Personally, I see a rebirth of the movement being a beneficial thing. I think it’s important for the movement to return to its original purpose because plus women need to see themselves positively represented in the media and have equal access to career, job and education opportunities. Plus women deserve to live in a world where they are shown respect and don’t feel constantly torn down by society. 

One important point that Nyla highlighted to me is how body positivity is currently focused on the self whereas fat activism was striving for social change. I’m paraphrasing her words, but hopefully capturing the essence of her message - while it’s a good skill to be able to tune out the haters, the burden to promote change and improve the world, should not just fall on the oppressed. We all wouldn’t be fighting this hard against ourselves and living in shame, if societal standards regarding weight and beauty changed. We as a society have an obsession with being thin, which is deep seated.
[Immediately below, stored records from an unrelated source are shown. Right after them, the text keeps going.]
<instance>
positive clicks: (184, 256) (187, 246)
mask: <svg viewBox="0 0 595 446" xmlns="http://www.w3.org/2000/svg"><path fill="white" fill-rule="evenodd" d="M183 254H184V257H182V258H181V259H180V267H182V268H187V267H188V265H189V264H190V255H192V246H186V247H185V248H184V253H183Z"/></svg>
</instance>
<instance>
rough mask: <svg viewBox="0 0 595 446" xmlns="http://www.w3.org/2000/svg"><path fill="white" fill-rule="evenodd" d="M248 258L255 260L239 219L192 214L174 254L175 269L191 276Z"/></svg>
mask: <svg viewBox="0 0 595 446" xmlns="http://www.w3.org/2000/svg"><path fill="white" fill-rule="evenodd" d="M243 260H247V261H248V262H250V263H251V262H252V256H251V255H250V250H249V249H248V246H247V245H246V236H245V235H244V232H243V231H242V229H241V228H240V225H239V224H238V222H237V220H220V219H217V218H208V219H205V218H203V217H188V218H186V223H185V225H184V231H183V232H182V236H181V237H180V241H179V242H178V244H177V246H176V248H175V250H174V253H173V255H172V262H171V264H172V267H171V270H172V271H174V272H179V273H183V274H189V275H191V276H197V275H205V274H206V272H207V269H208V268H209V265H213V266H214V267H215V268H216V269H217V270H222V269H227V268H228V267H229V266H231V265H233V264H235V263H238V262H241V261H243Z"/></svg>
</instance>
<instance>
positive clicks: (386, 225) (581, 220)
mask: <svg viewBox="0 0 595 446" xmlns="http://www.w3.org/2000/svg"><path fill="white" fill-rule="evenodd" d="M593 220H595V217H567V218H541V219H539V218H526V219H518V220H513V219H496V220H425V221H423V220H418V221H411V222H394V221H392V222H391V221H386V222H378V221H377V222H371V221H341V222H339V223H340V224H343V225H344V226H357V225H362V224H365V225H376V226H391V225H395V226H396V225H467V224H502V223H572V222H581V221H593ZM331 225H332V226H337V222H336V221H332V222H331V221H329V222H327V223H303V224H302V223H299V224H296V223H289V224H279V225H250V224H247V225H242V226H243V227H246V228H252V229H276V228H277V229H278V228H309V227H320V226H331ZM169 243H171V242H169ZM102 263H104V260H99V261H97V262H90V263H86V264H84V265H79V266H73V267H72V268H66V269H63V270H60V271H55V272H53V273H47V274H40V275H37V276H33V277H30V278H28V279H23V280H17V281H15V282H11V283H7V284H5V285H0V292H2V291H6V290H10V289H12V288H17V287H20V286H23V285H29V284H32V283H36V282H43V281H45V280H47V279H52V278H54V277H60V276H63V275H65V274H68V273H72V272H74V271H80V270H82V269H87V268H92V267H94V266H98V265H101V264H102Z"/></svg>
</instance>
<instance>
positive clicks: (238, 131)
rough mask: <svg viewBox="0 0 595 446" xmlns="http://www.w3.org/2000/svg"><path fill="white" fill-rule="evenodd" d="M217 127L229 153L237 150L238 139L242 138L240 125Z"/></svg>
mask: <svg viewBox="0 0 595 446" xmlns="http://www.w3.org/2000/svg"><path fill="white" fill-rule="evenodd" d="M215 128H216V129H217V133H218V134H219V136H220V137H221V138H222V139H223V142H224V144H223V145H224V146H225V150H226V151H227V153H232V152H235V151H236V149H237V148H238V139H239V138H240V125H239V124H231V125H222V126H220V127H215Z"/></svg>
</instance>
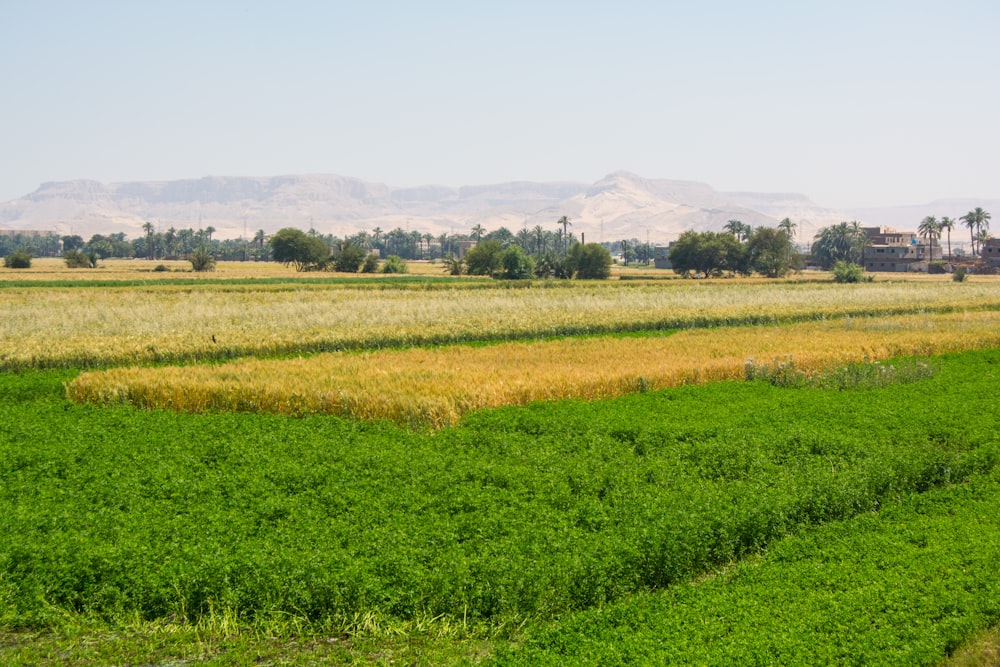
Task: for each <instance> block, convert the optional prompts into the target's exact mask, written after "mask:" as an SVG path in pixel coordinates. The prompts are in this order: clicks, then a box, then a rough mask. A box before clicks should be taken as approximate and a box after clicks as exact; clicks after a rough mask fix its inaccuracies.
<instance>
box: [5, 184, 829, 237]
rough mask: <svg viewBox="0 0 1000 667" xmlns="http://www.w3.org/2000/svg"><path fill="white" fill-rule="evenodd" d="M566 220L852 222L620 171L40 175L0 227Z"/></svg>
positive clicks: (793, 200) (543, 226)
mask: <svg viewBox="0 0 1000 667" xmlns="http://www.w3.org/2000/svg"><path fill="white" fill-rule="evenodd" d="M564 215H565V216H568V217H569V218H570V220H571V221H572V225H573V226H572V231H573V232H574V233H575V234H577V235H580V234H585V235H586V238H587V240H594V241H598V240H604V241H611V240H618V239H621V238H640V239H643V240H645V239H647V238H648V239H649V240H650V241H652V242H654V243H664V242H667V241H670V240H672V239H674V238H676V237H677V235H678V234H680V233H681V232H683V231H685V230H688V229H694V230H698V231H704V230H721V229H722V227H723V226H724V225H725V224H726V222H727V221H729V220H731V219H734V218H735V219H739V220H741V221H742V222H744V223H746V224H749V225H754V226H757V225H774V224H776V223H777V222H778V221H779V220H780V219H782V218H784V217H786V216H787V217H790V218H791V219H792V220H793V221H794V222H795V223H796V224H798V225H799V229H800V230H801V231H800V240H802V241H808V240H809V239H811V238H812V235H813V233H815V230H816V229H818V228H819V227H820V226H823V225H827V224H831V223H833V222H839V221H841V220H844V219H847V218H846V217H845V214H843V213H839V212H837V211H832V210H829V209H825V208H823V207H821V206H818V205H817V204H815V203H813V202H811V201H810V200H809V199H807V198H806V197H804V196H802V195H795V194H765V193H726V192H719V191H716V190H714V189H713V188H712V187H710V186H709V185H706V184H704V183H695V182H689V181H675V180H654V179H645V178H641V177H640V176H637V175H635V174H632V173H629V172H615V173H613V174H609V175H608V176H606V177H605V178H603V179H601V180H600V181H597V182H596V183H592V184H587V183H572V182H565V183H561V182H553V183H535V182H512V183H500V184H493V185H472V186H464V187H458V188H452V187H446V186H440V185H427V186H420V187H393V186H389V185H385V184H382V183H371V182H367V181H362V180H359V179H356V178H350V177H346V176H336V175H301V176H275V177H263V178H249V177H225V176H209V177H205V178H198V179H190V180H178V181H163V182H130V183H111V184H104V183H99V182H96V181H83V180H81V181H66V182H58V183H45V184H43V185H42V186H41V187H39V188H38V189H37V190H36V191H35V192H32V193H31V194H28V195H25V196H24V197H21V198H19V199H15V200H12V201H9V202H5V203H2V204H0V228H5V229H33V230H45V229H49V230H55V231H57V232H59V233H60V234H69V233H73V234H79V235H81V236H83V237H85V238H86V237H89V236H90V235H92V234H95V233H112V232H125V233H126V234H127V235H128V236H129V237H130V238H131V237H135V236H137V235H140V234H142V225H143V223H145V222H147V221H149V222H152V223H153V224H154V225H156V227H157V228H158V229H160V230H163V229H166V228H168V227H171V226H173V227H177V228H184V227H192V228H195V229H198V228H205V227H208V226H211V227H214V228H215V229H216V234H215V235H216V238H233V237H239V236H242V235H243V234H244V230H246V233H247V234H249V235H252V234H253V233H254V232H255V231H256V230H257V229H263V230H264V231H265V232H268V233H271V232H274V231H276V230H277V229H279V228H281V227H286V226H293V227H298V228H300V229H308V228H310V227H313V228H315V229H317V230H318V231H320V232H323V233H333V234H337V235H339V236H343V235H345V234H353V233H355V232H357V231H360V230H369V231H370V230H372V229H374V228H376V227H379V228H381V229H382V230H384V231H388V230H390V229H394V228H396V227H401V228H403V229H410V230H420V231H423V232H430V233H433V234H435V235H438V234H441V233H446V232H455V233H468V232H469V230H471V229H472V227H474V226H475V225H481V226H482V227H483V228H485V229H486V230H493V229H497V228H499V227H500V226H505V227H507V228H508V229H510V230H511V231H514V232H516V231H518V230H519V229H521V228H522V227H524V226H527V227H529V228H533V227H534V226H536V225H541V226H542V227H544V228H546V229H554V228H555V226H556V225H555V223H556V220H558V219H559V218H560V217H561V216H564Z"/></svg>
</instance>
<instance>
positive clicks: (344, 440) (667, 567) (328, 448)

We need to challenge that as a society.

Don’t get me wrong - it’s definitely important to love the skin your in (no matter what your size). However, it’s important to realize this struggle to love ourselves is being fueled by negative messaging and impossible standards OUTSIDE of ourselves. That’s a lot to overcome as an individual ever day. We need to collectively rethink how we are approaching body positivity. It’s not a fight we should have to fight alone. 

In closing, I want to share Nyla’s two pieces of advice for people interested in better understanding body positivity and fat activism because I think it’s incredibly valuable.

  1. Read history about (any) movement that you join so you can have more knowledge of it’s roots

  2. Body Positivity/Self Love can’t be the stopping point, but rather a stepping stone for further change and progress

Hopefully this advice will inspire you to ask questions, listen and more deeply understand the realities others experience on a daily basis.

AFTERWARD: The point of this post is to acknowledge that while we all need to learn to love your bodies as they are, some of us experience more risks and consequences for being apologetically ourselves. Don’t get me wrong self love is powerful and important. However, it’s important to understand the crushing weight of societal demands and standards that fall on the shoulders on the majority of the female population in the US. All of us deserve the same access to opportunities regardless of our size.